Embryology Problem Based Questions (Langman - Q10)

ANATOMY AIIMS, GROSS ANATOMY, EMBRYOLOGY, NEUROANATOMY, MICROANATOMY, APPLIED/ CLINICAL ANATOMY

The second week of development is known as 2’s. Formation of what structures support this statement?

Answer:

At the beginning of the second week of development, the blastocyst has already implanted into the endometrium of the uterus. The inner cell mass (ICM) of the blastocyst divides into two layers, the epiblast and the hypoblast, forming the bilaminar embryonic disc.

The epiblast gives rise to the three primary germ layers (ectoderm, mesoderm, and endoderm) and the hypoblast contributes to the formation of the yolk sac.

The amniotic cavity begins to form during the second week of development as the epiblast cells at the cranial (head) and caudal (tail) poles of the embryonic disc proliferate and migrate towards the center. These cells form a membrane called the amniotic membrane, which expands and eventually fuses to form the amniotic cavity. The amniotic cavity is lined by the amnioblasts, which are derived from the epiblast.

The amniotic cavity is important for protecting the developing embryo from mechanical shocks and temperature changes, and also allows for free movement and growth of the embryo.

The yolk sac cavity forms from the hypoblast cells that line the bilaminar embryonic disc. These cells migrate and form a layer of cells beneath the embryonic disc, creating a space between the hypoblast layer and the exocoelomic cavity called the primary yolk sac.

As the embryonic disc continues to grow and differentiate, the yolk sac is gradually incorporated into the developing embryo. The hypoblast cells of the yolk sac give rise to a variety of structures, including the gut, the respiratory tract, and the germ cells.

The chorionic sacs also begin to develop during the second week of development. The chorion is formed by the trophoblast, which surrounds the developing embryo and gives rise to the fetal portion of the placenta. The chorionic sacs are initially bilateral, but eventually fuse to form a single chorionic sac.

The chorionic sacs are important for the exchange of gases and nutrients between the embryo and the mother, and also play a role in protecting the embryo from the mother's immune system.

Overall, the "week of twos" is a critical time for the establishment of the bilateral body plan and the formation of the embryonic germ layers, which will go on to form all of the organs and tissues of the body. The development of the amniotic cavity, yolk sac, and chorionic sacs are also crucial for the growth and protection of the developing embryo.

The extraembryonic mesoderm is a layer of cells that surrounds the bilaminar embryonic disc during the second week of development, and it plays a critical role in supporting the developing embryo.

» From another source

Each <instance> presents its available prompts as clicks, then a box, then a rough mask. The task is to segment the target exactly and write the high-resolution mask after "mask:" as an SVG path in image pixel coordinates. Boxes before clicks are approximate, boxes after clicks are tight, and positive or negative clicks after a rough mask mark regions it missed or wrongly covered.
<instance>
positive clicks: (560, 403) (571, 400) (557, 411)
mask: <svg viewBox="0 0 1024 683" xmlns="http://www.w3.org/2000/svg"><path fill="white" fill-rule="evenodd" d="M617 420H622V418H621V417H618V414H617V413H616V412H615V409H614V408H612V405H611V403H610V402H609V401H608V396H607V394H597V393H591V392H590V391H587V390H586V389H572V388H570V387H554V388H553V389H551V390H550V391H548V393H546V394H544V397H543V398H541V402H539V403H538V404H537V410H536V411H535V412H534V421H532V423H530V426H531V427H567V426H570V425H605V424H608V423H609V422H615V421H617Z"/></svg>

The extraembryonic mesoderm arises from the epiblast cells that migrate towards the outer edge of the bilaminar embryonic disc. These cells form a layer of mesoderm that surrounds the amniotic cavity, yolk sac, and exocoelomic cavity. The extraembryonic mesoderm is divided into two layers, the somatic (parietal) layer and the splanchnic (visceral) layer, which are separated by a space called the extraembryonic coelom.

The somatic layer of the extraembryonic mesoderm is in contact with the cytotrophoblast layer of the chorionic sacs and eventually gives rise to the fetal part of the placenta. The splanchnic layer is in contact with the yolk sac and will eventually form the blood vessels that supply the yolk sac and embryo.

The extraembryonic mesoderm also plays a critical role in the formation of the umbilical cord, which connects the developing embryo to the placenta. As the connecting stalk elongates, it incorporates the extraembryonic mesoderm and the yolk sac into its structure. The extraembryonic mesoderm will eventually differentiate into the umbilical cord, which contains blood vessels that transport nutrients, gases, and wastes between the embryo and the placenta.

Overall, the extraembryonic mesoderm is an essential tissue that provides mechanical and nutritional support for the developing embryo during the second week of development, and its contribution is crucial for the proper growth and development of the embryo.

Reference:

Sadler, T. W. (2019). Langman's medical embryology. Wolters Kluwer.